= Rsocks =

Former Russian internet proxy service provider

RSOCKS (stylized in caps) was a Russian internet proxy service provider that was shut down by the US Department of Justice in June 2022 for using stolen IP addresses from hacked PCs, mobile and IoT devices and then selling them to unsuspecting users.

== History ==
RSOCKS was launched in 2014. Based on a research done by KrebsonSecurity.com, the site was launched by Denis “Neo” Kloster (Born September 17, 1986), from Omsk, Russia. Other sources suggest that his real last name may be Emilyantsev. According to Kloster's social media posts, he got a US Visa and was operating from New York in 2013, but then decided to travel the world and work remotely.

When in existence, RSOCKS offered residential, mobile, and data center proxies on shared or dedicated basis.

== Take down ==
On June 16, 2022, the US Department of Justice announced the take down of RSOCKS . The website displayed a message that it had been seized. The take down was in partnership with the governments of Germany, the Netherlands and the United Kingdom. The Rsocks operation was the largest of its kind and used millions of hacked devices and botnets around the world.

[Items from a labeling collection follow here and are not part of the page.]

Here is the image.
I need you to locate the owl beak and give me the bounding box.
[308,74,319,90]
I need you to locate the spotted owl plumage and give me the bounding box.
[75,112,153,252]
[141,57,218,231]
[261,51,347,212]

... the RSOCKS botnet, operated by Russian cybercriminals, comprised millions of hacked devices worldwide. The RSOCKS botnet initially targeted Internet of Things (IoT) devices. IoT devices include a broad range of devices—including industrial control systems, time clocks, routers, audio/video streaming devices, and smart garage door openers, which are connected to, and can communicate over, the internet, and therefore, are assigned IP addresses. The RSOCKS botnet expanded into compromising additional types of devices, including Android devices and conventional computers.

The FBI stated that the operation was run by a "highly sophisticated Russia-based cybercrime organization." However it did not disclose any specific suspect names, nor did they disclose that anyone was arrested.

According to the DoJ, anyone could buy proxies from RSOCKS and pay for access to a pool of proxies for a specified time period, with prices ranging from $30 per day for access to 2,000 proxies to $200 per day for access to 90,000 proxies.